Seja, então, este novo órgão da Maia expressão de uma assembleia crente que atinge níveis muito altos de celebração litúrgica e «motor» que reforça e dinamiza essa capacidade orante. Mas que seja sempre e só um “instrumento”. Isto é, um meio, e nunca um fim, para o suporte do coro e da assembleia e um potenciador dos sentimentos daqueles que se reúnem para louvar, agradecer e pedir os favores divinos. Muitos parabéns a quem o sonhou, o desejou, o adquiriu e nele investiu valores e expectativas precisamente a pensar nestas funções.
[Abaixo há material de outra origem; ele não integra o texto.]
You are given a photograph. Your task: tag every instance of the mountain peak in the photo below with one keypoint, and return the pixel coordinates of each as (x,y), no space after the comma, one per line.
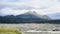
(31,12)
Por sua vez, o Presidente da Câmara da Maia, António Silva Tiago, afirmou:

Doravante, o concelho da Maia, mais propriamente a comunidade humana que somos, vai poder assistir e desfrutar de experiências artístico-musicais invulgares, quer pelas extraordinárias caraterísticas acústicas da Igreja de Nossa Senhora da Maia, como pela acrescida singularidade do seu Órgão de Tubos, cuja sonoridade promete tocar a nossa sensibilidade, espiritual ou intelectual, ao belo musical.